ABSTRACT
This study aims to extend the infodemiology framework by postulating that effective use of digital data sources for cancer communication should consider four components: (a) content: key topics that people are concerned with, (b) congruence: how interest in cancer topics differ between public posts (i.e., tweets) and private web searches, (c) context: the influence of the information environment, and (d) information conduits. We compared tweets (n = 36, 968) and Google web searches on breast, lung, and prostate cancer between the National Cancer Prevention Month and a non-cancer awareness month in 2018. There are three key findings. First, reliance on public tweets alone may result in lost opportunities to identify potential cancer misinformation detected from private web searches. Second, lung cancer tweets were most sensitive to external information environment – tweets became substantially pessimistic after the end of cancer awareness month. Finally, the cancer communication landscape was largely democratized, with no prominent conduits dominating conversations on Twitter.
Notes
1. Tweet-retweet network consists of all the nodes in a given network, with direction edges that indicate if a node retweets another node. In other words, if there is a directional edge formed from node A to node B, it means that node A has retweeted a post from node B.

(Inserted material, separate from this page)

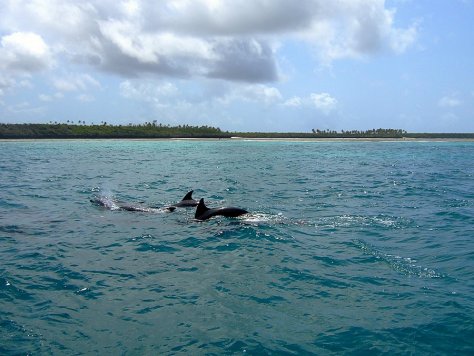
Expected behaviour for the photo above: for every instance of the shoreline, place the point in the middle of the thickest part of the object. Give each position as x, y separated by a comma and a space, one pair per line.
256, 139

2. While we make a conceptual distinction between the three types of cancer information conduits, we are not claiming that they are mutually exclusive categories as a highly influential Twitter user could also be an important information broker.
3. The six corpora were: (a) February breast cancer (n = 11,482); (b) February lung cancer (n = 4,104)); (c) February prostate cancer (n = 3,207); (d) March breast cancer (n = 11,526); (e) March lung cancer (n = 3,854); (f) March prostate cancer (n = 2,795).
4. Document-term matrix is a way of representing textual data for LDA, where rows are documents (i.e., tweets), and columns are terms (i.e., individual words), and each cell in the matrix shows how frequent each term would appear in each document (Welbers et al., Citation2017).